24 de febrero de 2023 a las 12:00 a. m.

El problema de la vivienda pasó de ser uno de esos temas que todos sabemos que existen, pero de los que hablamos poco, a otro con una relevancia mediática que hacía rato que no se veía. Notas en varios medios acerca de las fuertes subas de los alquileres, sobre cómo se mueve la oferta de viviendas, sobre operaciones de compra y venta y sobre líneas de crédito que se anuncian pero no aparecen. Y, en verdad, era hora de que este asunto apareciera en la agenda de discusiones públicas, porque la situación de la vivienda en Argentina es dramática.

Y, si bien es complicada para todos, las personas menores de 40 años se están llevando la peor parte. Esto va a tener consecuencias económicas, políticas y demográficas en las próximas décadas.
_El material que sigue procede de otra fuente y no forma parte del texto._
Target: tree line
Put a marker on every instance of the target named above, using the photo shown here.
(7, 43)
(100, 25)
El principal desafío, en el corto plazo, lo va a tener quien gobierne en el próximo período presidencial: las estimaciones globales indican que las personas suelen comprar sus primeras viviendas entre los 30 y los 35 años, y se prevé que será precisamente en los próximos cuatro años cuando el número de argentinos en ese rango etario sea el más alto de la historia, al menos hasta 2040. El gobierno que venga deberá enfrentarse a una demanda de soluciones que va a ser muy difícil de satisfacer, a menos que cambien muchas cosas.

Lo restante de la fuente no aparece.